Em contraste com o calor desta ' summer trip', viajei nestas ultimas duas semanas pelo frio exuberante da Russia czarista do seculo XVI. Pedro foi um fiel companheiro para horas de descanso e repouso e a escrita de Tolstoi uma agradavel supresa.

Um romance intemporal que recomendo vivamente a todos os interessados em historia mundial.

Pedro O Grande
Alexei Tolstoi

Friday, July 25, 2008

21, 22de Julho - Aleppo

Al-salaam alaykum!!(may the peace be with you)

Novo dia de passeio e visita nos meandros da cidade..

Uma experiencia muito rica, principalmente se tivermos em conta o reduzido numero de turistas nesta epoca e a sua aparente virgindade (ou nao ocidentalizacao)..

Ficam as fotografias!


20 de Julho - Syria

E absolutamente impressionante como uma fronteira pode mudar tanto a paisagem e as pessoas!!!

Fizemos apenas 60 km de Antakya ate a fronteira e mal entramos na Syria sentimos um choque de tal forma intensa que poderiamos pensar que tinhamos feito algumas horas de aviao e aterrado num sitio totalmente diferente.

Na fronteira entramos sem problemas e chatices apesar de todo o processo de conseguir os elementos necessarios para o desejado carimbo mais se assemelhe a um turbilhao de entradas e saidas em gabinetes e cabines para assinaturas e cotoveladas entre gritos e notas espalhadas..uma aventura que correu com muita animacao devido ao prestavel trabalho do nosso condutor Mehmet.

Primeira paragem na Syria...meter gasolina: 30 centimos o litro!!!!(No comments)

Segunda e ultima paragem: Aleppo!

Com uns impressionantes 4 milhoes de habitantes, esta vibrante cidade partilha com Damascus o facto de serem as cidades mais antigas constantemente habitadas do mundo. Enquanto centro de comercio a cidade conheceu ao longo da sua historia muitos povos e muitas riquezas..podemos ainda hoje passar da cidadela (construida pelos cruzados no seculo XII) para os confusos souqs passando na imponente mesquita onde se chega a encontrar um pulpito com a cabeca de Zacarias, pai de Joao Baptista, ate cehgar ao " christian quarter" repleto de relojearias e restaurantes de luxo entre igrejas e hospitais cristaos.

Uma grande cidade, com um transito digno de nota devido a inexistencia de regras ou qualquer tipo de respeito, suja e com odores intensos (nos souqs as especiarias, nas mesquitas os pezinhos, nas ruas os esgotos e afins.

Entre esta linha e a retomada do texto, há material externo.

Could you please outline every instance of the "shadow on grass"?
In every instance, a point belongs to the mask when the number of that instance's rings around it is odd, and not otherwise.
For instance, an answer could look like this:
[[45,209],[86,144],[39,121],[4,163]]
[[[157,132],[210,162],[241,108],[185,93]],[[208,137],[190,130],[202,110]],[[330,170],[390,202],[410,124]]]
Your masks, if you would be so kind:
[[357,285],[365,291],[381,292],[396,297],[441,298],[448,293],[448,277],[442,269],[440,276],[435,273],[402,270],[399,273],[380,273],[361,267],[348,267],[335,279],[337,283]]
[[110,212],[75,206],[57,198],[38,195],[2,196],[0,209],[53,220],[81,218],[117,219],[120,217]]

Aqui, e apesar da liberdade existente de que nos falaram ainda existe muito conservadorismo sendo que 90% das mulheres utilizam a burka toda fechada e todos os codigos islamicos sao respeitados ao pormenor.

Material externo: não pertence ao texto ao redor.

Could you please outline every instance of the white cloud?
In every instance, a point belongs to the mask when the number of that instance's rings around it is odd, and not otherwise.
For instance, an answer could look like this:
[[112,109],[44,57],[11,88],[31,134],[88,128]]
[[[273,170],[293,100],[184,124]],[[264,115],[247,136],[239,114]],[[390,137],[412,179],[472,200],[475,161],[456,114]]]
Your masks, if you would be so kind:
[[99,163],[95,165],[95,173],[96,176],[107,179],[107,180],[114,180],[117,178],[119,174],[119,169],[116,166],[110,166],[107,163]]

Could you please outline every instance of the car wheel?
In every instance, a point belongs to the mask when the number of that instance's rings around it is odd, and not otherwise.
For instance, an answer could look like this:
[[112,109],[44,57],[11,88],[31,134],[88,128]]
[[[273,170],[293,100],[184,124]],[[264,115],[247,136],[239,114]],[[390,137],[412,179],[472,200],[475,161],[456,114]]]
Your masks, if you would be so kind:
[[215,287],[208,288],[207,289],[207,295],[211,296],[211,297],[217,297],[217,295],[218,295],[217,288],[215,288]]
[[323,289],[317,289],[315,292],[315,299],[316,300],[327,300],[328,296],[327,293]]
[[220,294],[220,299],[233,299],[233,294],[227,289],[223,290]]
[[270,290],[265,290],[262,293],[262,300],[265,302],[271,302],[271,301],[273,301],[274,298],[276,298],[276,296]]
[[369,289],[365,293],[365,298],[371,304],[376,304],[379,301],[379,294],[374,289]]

A comida e muito barata e nas ruas e usual encontrar pontos de venda de sumos de frutas (por sinal muito saborosos e vitaminicos por apenas 30 cent) e kebabs. Cometemos o luxo de frequentar o melhor restaurante de toda a cidade e apos uma farta e completa refeicao siria a conta apenas se situou nos 4 euros a cada!!

A maioria dos homens fuma e pontos de recolha de lixo sao quase inexistentes (cheguei a percorrer metade da cidade para encontrar um lixo de rua)!

Estou tambem a aprender arabe e ja consigo escrever os numeros!!